Auch der zweite Band dieses Death-Duetts überzeugt mit grosser Ideenvielfalt und einem schwierigen Thema, das konträr zu Band eins umgesetzt wurde. Wahnsinnig gut erzählt und mit emotionalen Aspekten konnte auch dieses Buch mich wieder wahnsinnig berühren.
Ich liebe den Schreibstil des Autors, der mich immer wieder mit seinen Geschichten in eine neue Welt mit vielfältigen Charakteren ziehen kann. Er schafft es, queere Geschichten auf eine sehr nahbare Art und Weise zu transportieren und mich vollkommen mitfiebern zu lassen. Mit dem Death-Duett hat er sich nun auf eine ganz neue Art von Geschichte eingelassen, die die Grenzen zwischen Realität und Fiktion verschwimmen lässt. Die Tatsache, dass der Tod und das Begleiten von Toten auf die andere Seite eine grosse und personifizierte Rolle spielt, lässt das Buch zu mehr als realistischem New Adult werden. Und dennoch stören diese fantastischen Elemente nicht, da es nicht den Anspruch gibt, dies irgendwie logisch erklären zu müssen. Es funktioniert einfach. Und somit haben beide Bücher dieser Reihe auch die unglaublich einzigartigen Elemente, die im Gedächtnis bleiben werden und das Buch herausstechen lassen. Ich habe es sehr genossen, ein zweites Mal in diese Welt und zu vertrauten Charakteren eintauchen zu können und fand besonders das Gefühlschaos, das dieses Buch in mir ausgelöst hat, wahnsinnig spannend. Während Band eins zerstörerisch traurig war, hat dieses Buch Hoffnung geschenkt und mich mit einer anderen Art von Trauer zurückgelassen. Diese emotionale Verbindung zu Buch und Charakteren ist es, was ich besonders geliebt habe.
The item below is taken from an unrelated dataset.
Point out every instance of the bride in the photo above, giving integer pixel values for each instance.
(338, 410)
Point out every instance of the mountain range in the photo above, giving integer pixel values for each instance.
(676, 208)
Die Protagonisten waren unterschiedlich und haderten dennoch mit ähnlichen Problemen und Unsicherheiten. Dylan ist dem Tod bereits einmal entkommen und wird vom unermüdlichen Ticken seines Spenderherzens am Leben gehalten. Doch sein Lebenswille ist nicht da, seine Belastung zu gross und er weiss gar nicht recht, woran er noch Freude finden soll. Ähnlich sieht es Timothy aus, der sich durch seine Aufgabe tagtäglich mit Tod, Trauer und schrecklichen Ereignissen befassen muss. Abgesehen von aufstehen, arbeiten und wieder ins Bett fallen gibt es bei ihm nichts und niemanden, der ihm etwas bedeutet. Erst als sich die beiden begegnen, können sie langsam ihrem Alltag entfliehen und lernen gemeinsam, wie schön das Leben doch sein kann. Beide Protagonisten haben ihre eigenen Hürden und Erlebnisse verarbeiten müssen und sich auf eine Reise zu sich selbst und ihren Gefühlen begeben. Aus diesem Grund mochte ich die beiden auch so gerne, denn sie haben sich mit einer sehr authentischen und sympathischen Art hervorgetan. Die Charaktere waren stimmig und rund und konnten mich dadurch auch emotional sehr für sich begeistern.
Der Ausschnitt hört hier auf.